A luta de Flora Mesquita contra o câncer nos ensinou a ter coragem

A primeira vez em que vi Flora Mesquita Garcia ela estava quebrando o ar com seu ventre. Dançava como um pássaro voa no ar, riscando o espaço. Estávamos num piquenique no Eixão Sul e Flora esbanjou felicidades. Cantou, sorriu, encantou e irradiou energias. Guardei essa imagem naqueles cantinhos sagrados da memória. Hoje, ao saber da morte dessa artista, musicista, educadora infantil e amante da vida, aos 36 anos, fui parar de novo naquele pedacinho de grama verde, olhando e me encantando.

Nos últimos tempos, a vida de Flora Mesquita Garcia foi de brava luta. A descoberta do câncer durante a gravidez da menina Lira, em 2015, a transformou no que parecia ser um estado de graça: o da maternidade. Espiritualista, Flora se segurou em sua fé para garantir que Lira nascesse em maio daquele ano. Referia-se a tudo com o sobrenome “Deus”. Ao lado do marido, Ramon, a batalha não era mais por uma vida. Mais por duas.

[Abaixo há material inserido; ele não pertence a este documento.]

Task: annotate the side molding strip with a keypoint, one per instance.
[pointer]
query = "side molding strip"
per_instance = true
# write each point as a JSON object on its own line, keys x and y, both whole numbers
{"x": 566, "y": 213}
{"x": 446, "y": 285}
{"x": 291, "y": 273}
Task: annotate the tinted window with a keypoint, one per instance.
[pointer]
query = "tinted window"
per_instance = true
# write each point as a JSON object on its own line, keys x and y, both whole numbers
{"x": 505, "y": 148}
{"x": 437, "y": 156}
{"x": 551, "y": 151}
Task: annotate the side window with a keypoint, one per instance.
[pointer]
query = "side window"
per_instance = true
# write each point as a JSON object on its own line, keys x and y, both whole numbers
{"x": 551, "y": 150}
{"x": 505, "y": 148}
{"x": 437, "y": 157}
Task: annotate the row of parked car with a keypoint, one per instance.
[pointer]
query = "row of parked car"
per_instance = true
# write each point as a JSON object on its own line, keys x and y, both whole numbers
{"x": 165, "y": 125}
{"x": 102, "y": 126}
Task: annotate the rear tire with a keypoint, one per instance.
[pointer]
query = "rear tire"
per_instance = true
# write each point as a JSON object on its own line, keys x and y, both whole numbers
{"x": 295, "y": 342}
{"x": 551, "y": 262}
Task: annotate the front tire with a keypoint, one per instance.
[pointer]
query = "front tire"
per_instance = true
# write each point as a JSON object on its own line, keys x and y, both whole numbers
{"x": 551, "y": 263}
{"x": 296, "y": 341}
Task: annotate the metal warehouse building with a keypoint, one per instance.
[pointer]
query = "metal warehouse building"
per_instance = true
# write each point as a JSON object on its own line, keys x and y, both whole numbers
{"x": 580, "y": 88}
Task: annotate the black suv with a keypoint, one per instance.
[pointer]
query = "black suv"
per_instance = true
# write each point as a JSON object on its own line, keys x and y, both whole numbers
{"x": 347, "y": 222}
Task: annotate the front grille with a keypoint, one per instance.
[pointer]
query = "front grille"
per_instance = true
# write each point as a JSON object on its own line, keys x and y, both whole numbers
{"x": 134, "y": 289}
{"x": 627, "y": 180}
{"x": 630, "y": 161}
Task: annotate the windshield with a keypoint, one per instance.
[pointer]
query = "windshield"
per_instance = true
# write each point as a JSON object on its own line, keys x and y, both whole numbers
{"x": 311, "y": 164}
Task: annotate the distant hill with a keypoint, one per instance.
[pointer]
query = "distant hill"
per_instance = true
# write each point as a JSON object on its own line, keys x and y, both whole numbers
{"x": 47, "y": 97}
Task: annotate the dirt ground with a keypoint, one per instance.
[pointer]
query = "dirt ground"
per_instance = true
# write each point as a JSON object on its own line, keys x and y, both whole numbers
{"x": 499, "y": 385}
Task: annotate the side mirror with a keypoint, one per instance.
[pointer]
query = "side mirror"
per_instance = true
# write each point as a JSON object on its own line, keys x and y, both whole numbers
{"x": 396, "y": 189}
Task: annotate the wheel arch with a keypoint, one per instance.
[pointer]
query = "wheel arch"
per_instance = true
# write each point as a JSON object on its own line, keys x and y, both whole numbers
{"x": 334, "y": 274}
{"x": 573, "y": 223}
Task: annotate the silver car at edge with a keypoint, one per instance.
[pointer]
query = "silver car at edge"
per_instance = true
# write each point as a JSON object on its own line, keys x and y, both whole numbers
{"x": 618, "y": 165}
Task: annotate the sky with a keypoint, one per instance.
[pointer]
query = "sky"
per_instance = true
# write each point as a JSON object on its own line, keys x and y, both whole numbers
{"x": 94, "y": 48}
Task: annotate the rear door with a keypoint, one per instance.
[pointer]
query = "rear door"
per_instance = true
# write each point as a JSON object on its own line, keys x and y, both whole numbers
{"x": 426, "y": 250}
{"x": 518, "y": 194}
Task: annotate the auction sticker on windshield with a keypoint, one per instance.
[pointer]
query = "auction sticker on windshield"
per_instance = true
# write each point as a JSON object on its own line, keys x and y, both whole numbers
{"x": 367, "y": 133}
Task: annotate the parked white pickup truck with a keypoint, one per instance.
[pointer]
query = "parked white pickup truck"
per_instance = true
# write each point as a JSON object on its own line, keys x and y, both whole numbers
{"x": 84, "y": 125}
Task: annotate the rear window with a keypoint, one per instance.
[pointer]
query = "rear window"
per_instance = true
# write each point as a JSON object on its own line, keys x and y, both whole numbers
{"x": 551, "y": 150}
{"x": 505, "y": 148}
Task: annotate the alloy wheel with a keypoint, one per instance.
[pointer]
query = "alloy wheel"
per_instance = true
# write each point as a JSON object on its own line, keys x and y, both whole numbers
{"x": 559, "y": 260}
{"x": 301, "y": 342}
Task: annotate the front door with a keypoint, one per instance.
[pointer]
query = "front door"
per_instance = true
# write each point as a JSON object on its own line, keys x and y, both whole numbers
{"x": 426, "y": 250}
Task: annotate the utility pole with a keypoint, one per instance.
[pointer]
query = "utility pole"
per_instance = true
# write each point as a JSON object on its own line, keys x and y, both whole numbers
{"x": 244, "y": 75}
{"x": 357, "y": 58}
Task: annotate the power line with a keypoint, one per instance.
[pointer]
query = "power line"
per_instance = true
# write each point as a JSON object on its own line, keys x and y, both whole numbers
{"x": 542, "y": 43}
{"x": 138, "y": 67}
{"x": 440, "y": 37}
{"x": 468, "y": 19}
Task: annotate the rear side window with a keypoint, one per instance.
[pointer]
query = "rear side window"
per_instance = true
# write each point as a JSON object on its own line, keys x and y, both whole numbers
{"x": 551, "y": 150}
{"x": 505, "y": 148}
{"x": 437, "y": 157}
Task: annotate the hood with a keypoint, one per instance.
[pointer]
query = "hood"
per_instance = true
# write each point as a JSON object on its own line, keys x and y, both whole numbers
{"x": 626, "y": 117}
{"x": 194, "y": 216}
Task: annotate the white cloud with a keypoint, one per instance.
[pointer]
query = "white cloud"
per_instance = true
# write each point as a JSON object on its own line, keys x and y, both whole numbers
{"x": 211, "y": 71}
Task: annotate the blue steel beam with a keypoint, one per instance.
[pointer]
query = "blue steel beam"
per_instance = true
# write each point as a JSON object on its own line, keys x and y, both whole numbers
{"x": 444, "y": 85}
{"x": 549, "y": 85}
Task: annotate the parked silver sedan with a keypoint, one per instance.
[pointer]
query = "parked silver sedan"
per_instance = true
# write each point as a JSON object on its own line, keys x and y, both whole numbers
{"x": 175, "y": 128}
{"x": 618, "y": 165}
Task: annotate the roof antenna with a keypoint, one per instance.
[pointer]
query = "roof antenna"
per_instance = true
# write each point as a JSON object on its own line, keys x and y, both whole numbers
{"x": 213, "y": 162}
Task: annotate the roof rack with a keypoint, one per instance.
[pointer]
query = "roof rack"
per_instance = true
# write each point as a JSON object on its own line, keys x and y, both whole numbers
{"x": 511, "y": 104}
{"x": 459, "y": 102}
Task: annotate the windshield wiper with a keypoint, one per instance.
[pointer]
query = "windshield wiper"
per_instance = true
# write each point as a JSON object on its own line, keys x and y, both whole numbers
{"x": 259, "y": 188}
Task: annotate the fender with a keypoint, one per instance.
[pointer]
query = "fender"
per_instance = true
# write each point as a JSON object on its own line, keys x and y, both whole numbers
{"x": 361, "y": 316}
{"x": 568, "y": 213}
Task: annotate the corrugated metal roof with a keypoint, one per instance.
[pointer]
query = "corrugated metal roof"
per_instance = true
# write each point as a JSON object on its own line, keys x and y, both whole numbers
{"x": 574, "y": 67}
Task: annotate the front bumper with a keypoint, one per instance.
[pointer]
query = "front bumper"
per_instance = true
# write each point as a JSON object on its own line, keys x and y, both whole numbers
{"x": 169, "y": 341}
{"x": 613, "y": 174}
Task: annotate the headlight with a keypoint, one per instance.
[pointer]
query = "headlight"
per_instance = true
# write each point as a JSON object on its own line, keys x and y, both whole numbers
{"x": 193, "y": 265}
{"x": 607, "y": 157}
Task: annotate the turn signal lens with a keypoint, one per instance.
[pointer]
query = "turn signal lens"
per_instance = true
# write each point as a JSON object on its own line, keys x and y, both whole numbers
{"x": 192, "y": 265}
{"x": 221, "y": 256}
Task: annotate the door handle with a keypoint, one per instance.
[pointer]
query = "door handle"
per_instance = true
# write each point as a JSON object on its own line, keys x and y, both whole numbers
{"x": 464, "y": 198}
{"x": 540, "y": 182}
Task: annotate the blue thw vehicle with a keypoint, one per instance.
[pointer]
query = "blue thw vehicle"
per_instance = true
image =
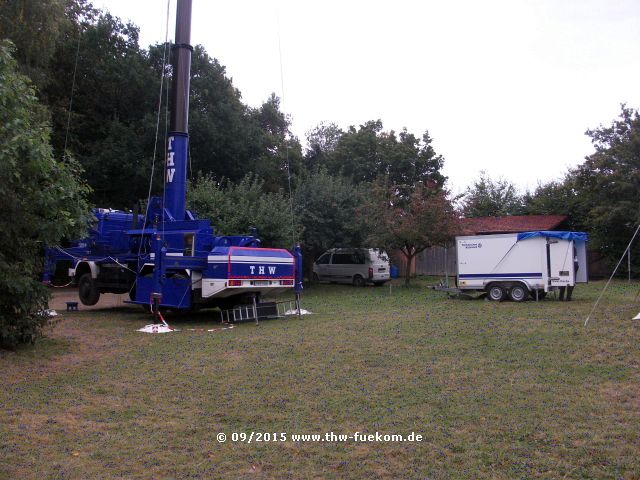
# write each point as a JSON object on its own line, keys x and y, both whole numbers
{"x": 167, "y": 257}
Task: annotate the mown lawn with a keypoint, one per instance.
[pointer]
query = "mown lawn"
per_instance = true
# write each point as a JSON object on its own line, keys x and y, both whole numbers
{"x": 497, "y": 391}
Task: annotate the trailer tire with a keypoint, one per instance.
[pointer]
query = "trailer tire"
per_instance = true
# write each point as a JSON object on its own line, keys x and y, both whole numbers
{"x": 496, "y": 292}
{"x": 88, "y": 290}
{"x": 541, "y": 294}
{"x": 518, "y": 293}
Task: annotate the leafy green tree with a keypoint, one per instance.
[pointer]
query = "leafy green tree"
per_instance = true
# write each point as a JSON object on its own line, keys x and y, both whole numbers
{"x": 278, "y": 152}
{"x": 366, "y": 153}
{"x": 410, "y": 223}
{"x": 112, "y": 126}
{"x": 608, "y": 182}
{"x": 322, "y": 141}
{"x": 234, "y": 208}
{"x": 326, "y": 205}
{"x": 35, "y": 27}
{"x": 492, "y": 198}
{"x": 44, "y": 202}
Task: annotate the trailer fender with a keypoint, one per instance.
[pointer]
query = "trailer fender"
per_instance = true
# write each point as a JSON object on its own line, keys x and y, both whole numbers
{"x": 84, "y": 266}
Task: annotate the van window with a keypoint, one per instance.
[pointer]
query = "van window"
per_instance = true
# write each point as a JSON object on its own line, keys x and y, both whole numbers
{"x": 359, "y": 258}
{"x": 324, "y": 259}
{"x": 342, "y": 259}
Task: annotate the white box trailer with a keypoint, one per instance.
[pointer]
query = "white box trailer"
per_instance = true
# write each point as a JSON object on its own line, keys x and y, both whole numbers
{"x": 519, "y": 265}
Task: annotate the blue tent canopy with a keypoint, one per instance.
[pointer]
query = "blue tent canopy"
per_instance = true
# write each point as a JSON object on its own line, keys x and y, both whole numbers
{"x": 575, "y": 236}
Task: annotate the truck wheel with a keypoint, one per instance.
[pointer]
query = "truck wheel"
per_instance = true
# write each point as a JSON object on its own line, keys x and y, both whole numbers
{"x": 496, "y": 293}
{"x": 88, "y": 290}
{"x": 518, "y": 293}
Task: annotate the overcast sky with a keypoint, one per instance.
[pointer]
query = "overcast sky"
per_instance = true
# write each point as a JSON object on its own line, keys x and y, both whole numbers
{"x": 505, "y": 86}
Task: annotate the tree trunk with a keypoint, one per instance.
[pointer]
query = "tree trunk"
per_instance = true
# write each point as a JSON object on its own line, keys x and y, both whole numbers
{"x": 407, "y": 271}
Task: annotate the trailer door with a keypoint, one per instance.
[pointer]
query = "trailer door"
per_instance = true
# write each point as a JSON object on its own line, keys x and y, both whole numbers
{"x": 560, "y": 264}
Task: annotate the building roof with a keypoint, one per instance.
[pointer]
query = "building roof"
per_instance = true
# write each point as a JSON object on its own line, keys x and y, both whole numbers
{"x": 511, "y": 224}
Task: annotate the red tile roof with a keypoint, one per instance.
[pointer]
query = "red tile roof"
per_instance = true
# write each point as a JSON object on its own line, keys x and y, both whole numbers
{"x": 511, "y": 224}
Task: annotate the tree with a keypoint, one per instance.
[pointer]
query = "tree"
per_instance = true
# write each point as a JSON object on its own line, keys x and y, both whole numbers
{"x": 234, "y": 208}
{"x": 112, "y": 127}
{"x": 410, "y": 223}
{"x": 44, "y": 202}
{"x": 364, "y": 154}
{"x": 279, "y": 154}
{"x": 492, "y": 198}
{"x": 326, "y": 205}
{"x": 608, "y": 182}
{"x": 322, "y": 141}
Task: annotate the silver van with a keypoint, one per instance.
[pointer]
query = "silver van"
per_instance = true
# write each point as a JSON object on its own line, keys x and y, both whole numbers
{"x": 357, "y": 266}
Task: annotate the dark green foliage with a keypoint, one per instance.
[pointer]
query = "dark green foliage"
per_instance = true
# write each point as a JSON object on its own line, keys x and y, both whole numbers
{"x": 234, "y": 208}
{"x": 43, "y": 202}
{"x": 409, "y": 220}
{"x": 112, "y": 127}
{"x": 326, "y": 205}
{"x": 492, "y": 198}
{"x": 364, "y": 154}
{"x": 608, "y": 183}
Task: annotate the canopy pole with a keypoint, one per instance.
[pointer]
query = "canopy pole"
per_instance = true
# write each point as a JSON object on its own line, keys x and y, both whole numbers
{"x": 611, "y": 277}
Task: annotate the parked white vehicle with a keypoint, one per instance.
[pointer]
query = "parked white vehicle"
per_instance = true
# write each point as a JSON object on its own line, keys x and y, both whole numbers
{"x": 357, "y": 266}
{"x": 519, "y": 265}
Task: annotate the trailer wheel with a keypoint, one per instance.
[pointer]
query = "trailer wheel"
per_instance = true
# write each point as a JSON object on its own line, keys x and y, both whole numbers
{"x": 518, "y": 293}
{"x": 88, "y": 290}
{"x": 496, "y": 292}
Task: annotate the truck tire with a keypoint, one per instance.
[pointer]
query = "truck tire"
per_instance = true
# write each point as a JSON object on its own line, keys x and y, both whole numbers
{"x": 496, "y": 292}
{"x": 88, "y": 290}
{"x": 358, "y": 281}
{"x": 518, "y": 293}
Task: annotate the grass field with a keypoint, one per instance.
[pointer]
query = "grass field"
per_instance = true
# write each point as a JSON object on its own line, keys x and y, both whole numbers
{"x": 498, "y": 390}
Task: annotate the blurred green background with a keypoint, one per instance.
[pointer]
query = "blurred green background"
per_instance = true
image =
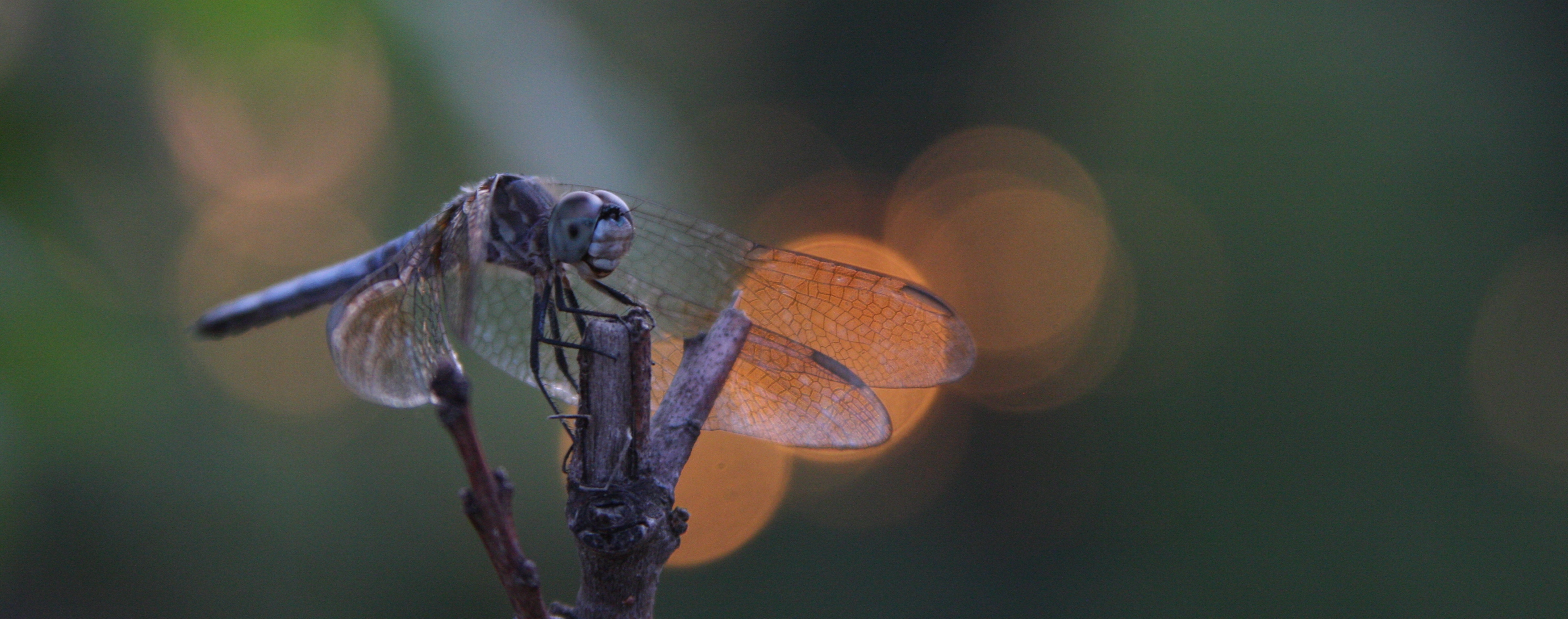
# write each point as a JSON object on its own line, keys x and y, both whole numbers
{"x": 1343, "y": 392}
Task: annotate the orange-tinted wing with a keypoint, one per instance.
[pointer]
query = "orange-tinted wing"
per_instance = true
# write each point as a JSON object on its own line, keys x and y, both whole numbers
{"x": 788, "y": 394}
{"x": 888, "y": 331}
{"x": 893, "y": 333}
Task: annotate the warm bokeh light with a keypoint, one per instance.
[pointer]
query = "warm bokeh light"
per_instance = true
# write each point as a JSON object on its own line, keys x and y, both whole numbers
{"x": 827, "y": 203}
{"x": 272, "y": 149}
{"x": 291, "y": 121}
{"x": 733, "y": 485}
{"x": 1013, "y": 234}
{"x": 1520, "y": 361}
{"x": 236, "y": 250}
{"x": 905, "y": 406}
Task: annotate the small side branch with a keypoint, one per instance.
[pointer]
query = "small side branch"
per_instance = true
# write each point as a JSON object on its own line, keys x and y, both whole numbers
{"x": 488, "y": 500}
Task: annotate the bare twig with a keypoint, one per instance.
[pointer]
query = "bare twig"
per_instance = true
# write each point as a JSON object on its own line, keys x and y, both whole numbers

Acabo de presenciar o parto mais intenso da minha carreira. Uma mãe com câncer, uma indução perfeita, um bebê de 37 semanas, 3kg, 505g e 48cm. Um casal guerreiro. Um nascimento regado de lágrimas de alegria

Juliana Matos, fotógrafa
Juliana Matos/Reprodução

JULIANA MATOS/REPRODUÇÃO

Flora quis esse parto, mesmo sabendo que a condição de gestante poderia agravar o tratamento do câncer. Não só desejou como assegurou que Lira viesse à vida com segurança.As equipes médicas estabeleceram uma data limite porque o tratamento contra o câncer exigia doses mais intensas de quimioterapia. O casal não abriu mão do parto humanizado e a menina nasceu saudável. Naquele dia, a equipe que acompanhou a gestação chorou junto com o casal. Uma história de superação e de esperança.

O bebê mamou, e muito, e só saiu do colo da mãe duas horas depois do nascimento.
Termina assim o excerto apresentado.